If I have a problem I don't want to admit to myself I just blame it on you, that way I don't have to deal with the problem. This is exactly how cognitive dissonance works and how our minds "solve" it.
Also why would anyone care about "militant vegans" at all if they didn't feel some kind of inner discomfort about it.
The choice for a vegan diet isn't necessarily just a moral one.
Half of people say that animals/morals is their main reason, health takes the other half. Today there are even more reasons as we learn more, like climate (one of the biggest things any individual can do) and fitness.
Also a vegan diet isn't sub-optimal to a normal diet or vegetarian diet, quite the opposite, there's literally years difference in life expectancy.
I don't care what anybody eats, that's their own business, but I like to be factual.
If you could show that, for example, on average a meat eater had a higher IQ than a vegan (or vice versa), or is stronger or something, and you somehow exclude the confounding effects (e.g. vegans in the West are generally wealthier and more educated than the average) that'd be a solid example.
A lot of the time it seems to come down to things like short-term digestive effects or specific deficiencies.
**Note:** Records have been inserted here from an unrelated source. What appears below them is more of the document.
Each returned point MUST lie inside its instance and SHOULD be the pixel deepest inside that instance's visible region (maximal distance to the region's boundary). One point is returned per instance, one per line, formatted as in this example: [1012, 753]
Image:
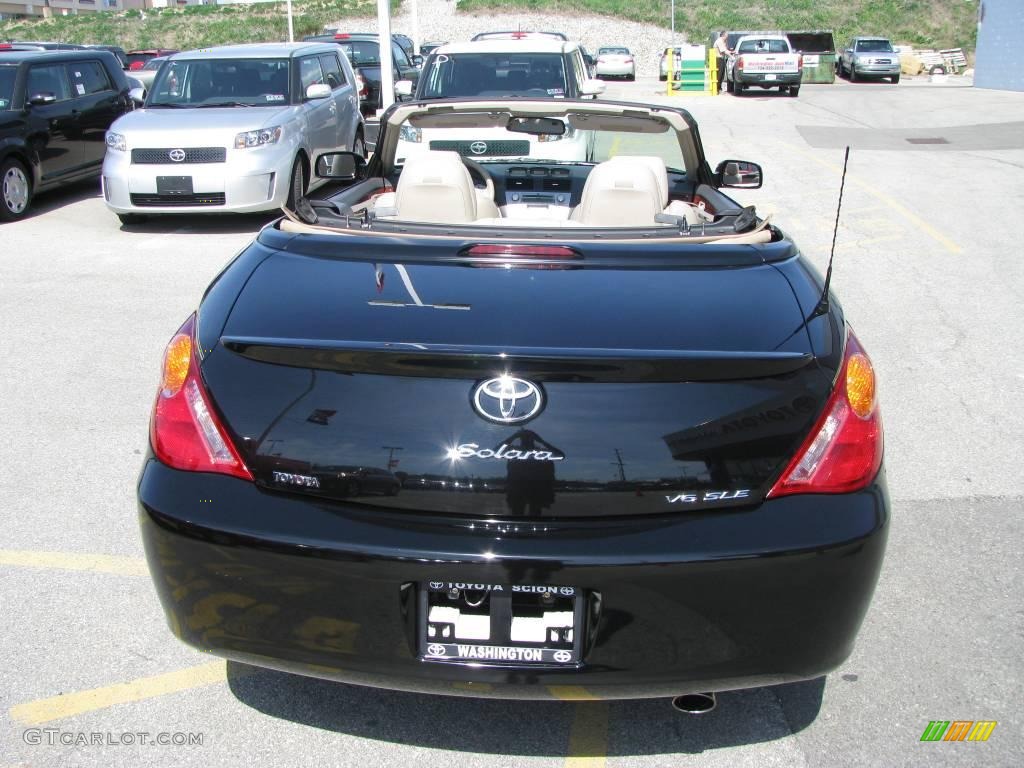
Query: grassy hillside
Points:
[190, 27]
[932, 24]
The car example is interesting. I wrote a reply about this earlier actually. I recently went from a 1998 banger to a 2019 shiny fancy thing. They pretty much do exactly the same thing. The 1998 car was theoretically less reliable but in practice it never skipped a beat.
I mean, it's less shiny, makes more noise, pollutes more. But 'sub-optimal' - I mean it really depends on your metric. In terms of going places it was the same.
In part I'm sure it's perpetuated, for every diet, by whatever industry or industrial complex wants to create "news" and attention for themselves - which can include creating misinformation against the opposite.
Superfoods that are fads is an easy example, also, you don't ever hear about the healthiest fat weight loss diet - which is water fasting - because a company generally can't make money off of telling you to not eat.
I agree with you that through evolution there would have been different sources of food for different groups, with more or less meat/animal sources available, and so there will be different lineages of evolution that thrive with certain foods and where those same foods may be harmful to others.
There hasn't been adequate research done for diet, to factor in all variables that are important - including starting state of health of someone's GI tract. To do a proper, holistic and fully inclusive research, will be a big and expensive undertaking. And observational studies isn't adequate research IMHO, as they miss important nuances and help perpetuate whatever ideology someone is pushing/cheering for.
And our best energy packed food was still meat in that period of time...
Disclaimer: I am not vegetarian/vegan but eat one or two meatless meals per day.